Diversity meint mehr als schicke Bilder einer vielfältigen Belegschaft und griffige Werbe-Slogans. Es geht um ein Gefühl der Zugehörigkeit – für alle. Die dafür nötige Identifikation zu stiften, das war schon immer eine Stärke klar positionierter Arbeitgebermarken. Doch um echte Diversity zu leben, müssen sich Unternehmenskulturen und Employer Brands weiterentwickeln, davon ist Reiner Kriegler überzeugt. Wie das in der Praxis funktioniert? Das verrät ihm Dr. Eva Voß, Head of Diversity, Inclusion and People Care Germany & Austria bei BNP Paribas im Interview.

Diversity wird zum Mainstream – und ist aus der Arbeitgebermarke vieler Unternehmen nicht mehr wegzudenken.

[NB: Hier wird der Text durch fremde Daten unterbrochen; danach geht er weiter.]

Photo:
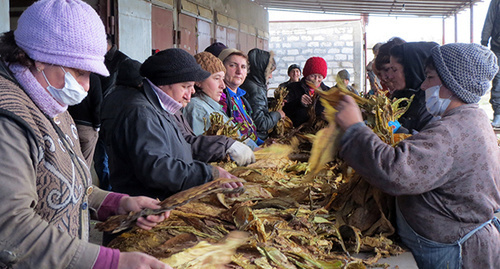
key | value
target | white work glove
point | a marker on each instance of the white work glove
(249, 142)
(241, 154)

Doch wenn man einmal hinter die Regenbogen-Flaggen schaut, schmücken sich einige Marken nur mit Diversity-Slogans, um sich für möglichst viele Bewerber:innen attraktiv zu machen. Echte nach innen gelebte Diversity und Inklusion dürfte nach wie vor in deutschen Unternehmen eine Seltenheit sein.

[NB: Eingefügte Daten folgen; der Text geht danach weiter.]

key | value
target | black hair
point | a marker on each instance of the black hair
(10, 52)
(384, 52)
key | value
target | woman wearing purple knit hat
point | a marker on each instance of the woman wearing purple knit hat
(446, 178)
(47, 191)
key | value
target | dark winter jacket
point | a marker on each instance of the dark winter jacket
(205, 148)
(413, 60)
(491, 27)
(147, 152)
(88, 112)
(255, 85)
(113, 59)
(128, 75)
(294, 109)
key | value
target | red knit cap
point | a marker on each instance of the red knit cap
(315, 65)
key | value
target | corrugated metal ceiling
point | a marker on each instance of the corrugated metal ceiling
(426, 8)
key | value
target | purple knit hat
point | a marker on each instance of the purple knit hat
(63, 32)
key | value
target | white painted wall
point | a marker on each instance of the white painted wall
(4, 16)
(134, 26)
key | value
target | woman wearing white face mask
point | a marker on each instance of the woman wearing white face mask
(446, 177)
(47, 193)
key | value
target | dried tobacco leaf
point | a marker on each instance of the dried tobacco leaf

Nicht umsonst hat die Charta der Vielfalt ihre jährliche Diversity-Konferenz vor wenigen Tagen unter das Motto „Freiheit, Demokratie, Selbstbestimmung: Werte verteidigen in Krisenzeiten“ gestellt und eine Rückbesinnung zum Wert der Vielfalt angemahnt. Heute kann jeder auf Social Media lesen: Die Digitalkonferenz mit über 60 hochkarätigen Speaker:innen war ein großer Erfolg – was fantastisch ist. Versteht mich nicht falsch. Aber bei aller Euphorie, mit der wir multinationale Teams und vielfältige Geschlechteridentitäten feiern, frage ich mich: Wo sind die Menschen mit Behinderung?

 

Diversity ja – aber nicht für alle?

Warum tauchen sie im Employer Branding nicht auf? Oder könnt ihr euch erinnern, eine Stellenanzeige mit Menschen im Rollstuhl gesehen zu haben? Warum hat Behinderung in einer authentischen Arbeitgeberpositionierungen keinen Platz? Warum ist die eine Behinderung eine Diversitätsdimension zweiter Klasse?

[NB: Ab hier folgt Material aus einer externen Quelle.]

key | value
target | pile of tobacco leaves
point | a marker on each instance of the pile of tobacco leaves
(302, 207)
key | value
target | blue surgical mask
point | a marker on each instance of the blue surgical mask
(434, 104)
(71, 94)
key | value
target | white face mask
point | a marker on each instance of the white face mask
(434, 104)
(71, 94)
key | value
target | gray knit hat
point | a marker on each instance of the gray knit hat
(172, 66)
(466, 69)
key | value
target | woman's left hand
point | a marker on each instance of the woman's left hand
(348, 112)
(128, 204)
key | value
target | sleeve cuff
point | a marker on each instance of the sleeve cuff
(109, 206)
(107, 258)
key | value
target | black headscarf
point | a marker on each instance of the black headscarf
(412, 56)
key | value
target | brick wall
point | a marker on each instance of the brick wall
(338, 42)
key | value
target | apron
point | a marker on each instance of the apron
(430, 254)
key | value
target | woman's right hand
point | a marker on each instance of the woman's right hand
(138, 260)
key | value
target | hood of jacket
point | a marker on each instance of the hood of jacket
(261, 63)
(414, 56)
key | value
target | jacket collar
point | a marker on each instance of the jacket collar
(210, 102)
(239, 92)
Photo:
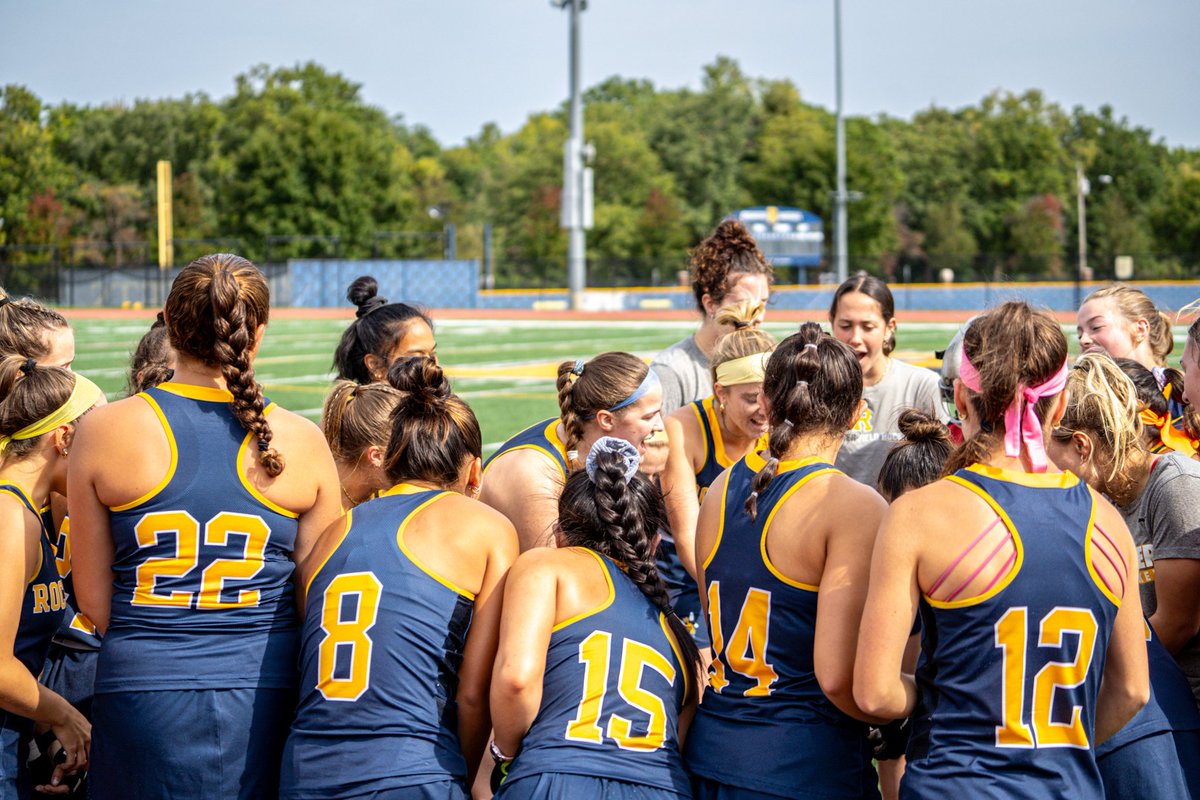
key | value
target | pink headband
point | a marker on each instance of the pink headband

Für Deutschland gibt es dazu sogar ein paar Zahlen. Behinderung wird laut der Diversity-Studie 2020 der Charta der Vielfalt von den meisten Unternehmen als »schwierige Diversity-Dimension« angesehen¹. Auch der »German Diversity Monitor 2021« der Initiative Beyond Gender Agenda kommt zu dem Schluss, dass Menschen mit Behinderungen selten im Fokus des Diversitätsengagements der Unternehmen stehen². Das wirkt sich auf die Erwerbstätigen-Quote aus: Laut Statistischem Bundesamt waren 2021 nur knapp 57 Prozent der Menschen mit Behinderung zwischen 15 und 64 Jahren berufstätig oder suchten nach einer Tätigkeit³.

 

Employer Branding und Diversity haben das selbe Ziel: Identifikation

Wie wir das ändern können? Mit identitätsbasiertem Employer Branding. Denn eine Arbeitgeberpositionierung, die die gelebte Unternehmenskultur abbildet, bietet Identifikationspotenzial. Und das ist viel mehr als nur Fakten über eine bunte Belegschaft zu verbreiten. Identifikation gibt das Gefühl der Zugehörigkeit und geht damit sogar über die reine Inklusion hinaus. Wie wir dahin kommen? Redet mit – so vorhanden – Kolleg:innen mit Behinderung. Fragt sie, warum sie gerne bei euch arbeiten. Macht sie zu Markenbotschafer:innen!

Und wenn ihr das Gefühl habt, ihr seid die ersten und einzigen, die das machen – das trügt euch nicht. Wir fangen im Employer Branding gerade erst an, darüber nachzudenken, wie wir Unternehmenskulturen und Arbeitgebermarken verändern und öffnen müssen, damit jede*r eine sinnstiftende Tätigkeit findet. Aber es führt kein Weg daran vorbei. Aus moralischer Sicht ohnehin nicht. Und auch angesichts des zunehmenden Fachkräftemangels steht es uns gut zu Gesicht, alle, aber auch wirklich alle potenziellen Arbeitskräfte in den Blick zu nehmen.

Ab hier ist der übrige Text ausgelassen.